FBR CEO sees deals for small investment banks

Richard Hendrix, President & Chief Executive Officer of FBR Capital Markets, speaks during the Reuters Future Face of Finance Summit in New York March 2, 2011. REUTERS/Brendan McDermid

Richard Hendrix, President & Chief Executive Officer of FBR Capital Markets, speaks during the Reuters Future Face of Finance Summit in New York March 2, 2011.

Credit: Reuters/Brendan McDermid

NEW YORK | Wed Mar 2, 2011 1:15pm EST

NEW YORK (Reuters) - FBR Capital Markets FBCM.O expects buyouts of mid-sized broker-dealers as some of the large domestic and international banks look to build out a full suite of investment banking offerings, Chief Executive Richard Hendrix said on Wednesday.

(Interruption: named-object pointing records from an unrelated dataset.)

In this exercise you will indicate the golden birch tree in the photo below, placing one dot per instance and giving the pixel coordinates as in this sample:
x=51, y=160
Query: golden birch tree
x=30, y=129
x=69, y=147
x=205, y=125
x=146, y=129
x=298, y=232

Large banks such as US Bancorp (USB.N) and PNC Financial Services Group Inc (PNC.N) do not have full broker-dealer operations and could look to buy to fill gaps in their businesses as they compete with the likes of Bank of America Corp (BAC.N) and JPMorgan Chase & Co (JPM.N), Hendrix said.

"It will be important for them to fully compete and neither one of them have a full broker-dealer operation," Hendrix told the Reuters Future Face of Finance Summit in New York.

"Now, they each have pieces of it and they may choose to just build on what they have as opposed to doing things from a consolidation standpoint," Hendrix said. "But both domestically and internationally there are firms that probably want that kind of exposure in the U.S."

FBR, an Arlington, Virginia-based investment bank that focuses on mid-sized clients, has been dealing with a big handicap as large banks increasingly use their ability to lend to get investment banking business from clients, Hendrix said.

"The largest firms today compete more aggressively than ever for capital markets and advisory business with their ability and willingness to lend," Hendrix said.

FBR is weighing ways to create partnerships or off-balance sheet vehicles that could help it provide credit to clients and level that playing field somewhat, Hendrix said.

Other firms have tried such structures with some success.

Late last month Jefferies Group Inc (JEF.N) and Massachusetts Mutual Life Insurance Co doubled their equity commitments to Jefferies Finance, a commercial finance joint venture the two firms started in October 2004. Jefferies Finance provides senior loans to companies, originated primarily through Jefferies' investment banking business.

"We are actively exploring some of those types of ideas currently," Hendrix said. "It will help at the margin. It's not going to overcome what is a big, big structural difference between the biggest banks and the mid-sized banks."

Nothing is imminent, Hendrix said. But he added that he would "like to see us have at least a move in that direction accomplished in 2011."

CAPITAL DEPLOYMENT

Hendrix, who took over as CEO in January 2009, has been slashing costs at the investment bank, which has a market value of about $230 million.

Hendrix said he has reduced the headcount to 475 from a peak of almost 800 in 2007, while adding new businesses to offer a broader range of services to clients.

With the financial crisis behind it, Hendrix is looking to deploy the firm's more than $200 million in liquid assets in short-term investments through the trading desks as well as long-term use to support operations, such as alongside its real estate investment banking business.

"If we have $200 million of liquidity today, and we expect it to grow through earnings retention throughout the year, half of that should be more fully invested," Hendrix said. "I expect that we'll do more of that in 2011."